Solo all’esito della consultazione elettorale in Cassazione, quando il plenum sarà completo, presumibilmente tra una ventina di giorni, il 17 o il 18, la Consulta sarà convocata per l’elezione del presidente. La partita si gioca tra i due i vicepresidenti, entrambi nominati da Morelli, Giancarlo Coraggio e Giuliano Amato. Ma se anche questa volta si seguisse il criterio dell’anzianità -da cui nella storia della Corte si è deviato solo in 4 casi – la presidenza dovrebbe andare a Coraggio.
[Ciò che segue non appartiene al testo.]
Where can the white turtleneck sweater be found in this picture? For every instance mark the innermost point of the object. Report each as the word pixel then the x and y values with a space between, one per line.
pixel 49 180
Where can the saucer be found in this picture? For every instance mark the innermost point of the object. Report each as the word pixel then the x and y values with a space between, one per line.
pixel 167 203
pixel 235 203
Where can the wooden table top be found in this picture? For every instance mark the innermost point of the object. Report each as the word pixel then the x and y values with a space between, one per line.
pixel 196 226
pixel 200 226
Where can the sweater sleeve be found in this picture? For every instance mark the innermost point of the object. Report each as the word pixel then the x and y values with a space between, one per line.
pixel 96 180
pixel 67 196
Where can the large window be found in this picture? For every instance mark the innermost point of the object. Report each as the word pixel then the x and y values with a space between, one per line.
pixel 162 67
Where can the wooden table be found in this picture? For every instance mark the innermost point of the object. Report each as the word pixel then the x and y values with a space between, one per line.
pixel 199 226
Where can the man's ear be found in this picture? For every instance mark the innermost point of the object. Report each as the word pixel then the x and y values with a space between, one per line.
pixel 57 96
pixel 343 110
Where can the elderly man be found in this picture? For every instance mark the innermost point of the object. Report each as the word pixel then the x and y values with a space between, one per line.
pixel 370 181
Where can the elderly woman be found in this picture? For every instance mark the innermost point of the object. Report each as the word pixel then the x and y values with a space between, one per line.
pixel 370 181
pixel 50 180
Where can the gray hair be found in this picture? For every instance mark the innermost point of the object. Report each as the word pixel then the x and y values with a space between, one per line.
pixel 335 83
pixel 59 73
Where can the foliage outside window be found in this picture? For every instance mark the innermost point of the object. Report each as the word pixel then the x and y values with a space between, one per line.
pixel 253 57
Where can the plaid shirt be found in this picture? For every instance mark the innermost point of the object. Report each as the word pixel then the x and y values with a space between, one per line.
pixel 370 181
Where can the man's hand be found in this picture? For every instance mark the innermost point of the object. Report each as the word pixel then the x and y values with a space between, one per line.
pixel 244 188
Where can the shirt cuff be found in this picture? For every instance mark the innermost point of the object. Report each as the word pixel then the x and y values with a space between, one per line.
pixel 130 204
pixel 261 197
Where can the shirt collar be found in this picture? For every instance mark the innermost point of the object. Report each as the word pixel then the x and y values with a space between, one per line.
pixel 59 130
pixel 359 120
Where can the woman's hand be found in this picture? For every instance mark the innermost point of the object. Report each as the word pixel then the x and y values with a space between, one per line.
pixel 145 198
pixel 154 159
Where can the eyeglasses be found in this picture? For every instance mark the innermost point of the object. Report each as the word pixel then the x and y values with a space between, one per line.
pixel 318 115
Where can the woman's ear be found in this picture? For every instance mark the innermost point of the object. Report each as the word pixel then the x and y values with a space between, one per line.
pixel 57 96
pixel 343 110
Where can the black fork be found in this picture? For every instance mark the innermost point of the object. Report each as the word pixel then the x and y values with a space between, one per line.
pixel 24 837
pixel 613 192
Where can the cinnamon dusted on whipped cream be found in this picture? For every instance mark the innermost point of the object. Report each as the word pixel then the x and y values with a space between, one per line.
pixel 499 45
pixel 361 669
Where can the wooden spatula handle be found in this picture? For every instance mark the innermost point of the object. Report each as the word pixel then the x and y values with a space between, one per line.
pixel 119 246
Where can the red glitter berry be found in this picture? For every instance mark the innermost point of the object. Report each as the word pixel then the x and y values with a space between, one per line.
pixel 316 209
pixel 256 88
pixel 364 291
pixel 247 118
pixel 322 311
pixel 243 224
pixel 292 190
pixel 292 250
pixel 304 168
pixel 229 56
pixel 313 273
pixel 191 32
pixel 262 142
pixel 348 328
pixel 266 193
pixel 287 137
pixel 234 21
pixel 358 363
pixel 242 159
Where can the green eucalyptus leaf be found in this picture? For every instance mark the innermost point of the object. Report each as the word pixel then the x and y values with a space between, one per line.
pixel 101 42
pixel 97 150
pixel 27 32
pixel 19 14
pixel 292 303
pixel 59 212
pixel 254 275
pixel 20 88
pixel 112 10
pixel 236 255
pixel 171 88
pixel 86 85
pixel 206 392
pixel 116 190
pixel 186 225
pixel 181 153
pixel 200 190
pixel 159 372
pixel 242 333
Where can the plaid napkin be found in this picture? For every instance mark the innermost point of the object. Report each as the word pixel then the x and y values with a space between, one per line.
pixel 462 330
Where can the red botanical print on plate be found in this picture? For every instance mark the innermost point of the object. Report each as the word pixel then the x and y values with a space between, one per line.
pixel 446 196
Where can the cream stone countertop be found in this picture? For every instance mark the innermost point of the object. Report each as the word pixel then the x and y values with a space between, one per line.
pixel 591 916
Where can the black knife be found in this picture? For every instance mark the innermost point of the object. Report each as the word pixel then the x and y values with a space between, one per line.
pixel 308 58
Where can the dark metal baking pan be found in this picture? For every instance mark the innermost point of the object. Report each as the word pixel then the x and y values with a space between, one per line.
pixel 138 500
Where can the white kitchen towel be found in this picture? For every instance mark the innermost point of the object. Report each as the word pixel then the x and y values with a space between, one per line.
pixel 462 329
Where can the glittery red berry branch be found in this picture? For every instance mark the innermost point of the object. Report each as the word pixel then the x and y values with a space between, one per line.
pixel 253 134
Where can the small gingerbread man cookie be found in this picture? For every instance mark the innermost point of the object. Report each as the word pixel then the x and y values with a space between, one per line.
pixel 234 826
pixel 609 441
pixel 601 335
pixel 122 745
E’ quello che ha previsto lo stesso Morelli ( “al 99,9% sarà Coraggio il prossimo presidente”) quando tre mesi fa venne scelto a maggioranza dai colleghi al vertice della Consulta proprio all’esito di un confronto con quello che ora potrebbe diventare il suo successore.
Stavolta peraltro non si porrebbe il problema della presidenza breve. Coraggio, che è stato eletto alla Consulta a novembre del 2012 dal Consiglio di Stato e ha giurato il 28 gennaio del 2013, ha davanti a sé 13 mesi prima della scadenza del suo mandato. Non è tantissimo ma nemmeno poco, considerato che ci sono stati molti presidenti in carica per poco più di 3 mesi e che Cartabia l’ha guidata solo per dieci mesi. E’ comunque più lungo il periodo che potrebbe assicurare Amato: nominato a settembre del 2013 dall’allora capo dello Stato Giorgio Napolitano, resterà alla Consulta ancora per quasi 2 anni, per l’esattezza un anno e nove mesi.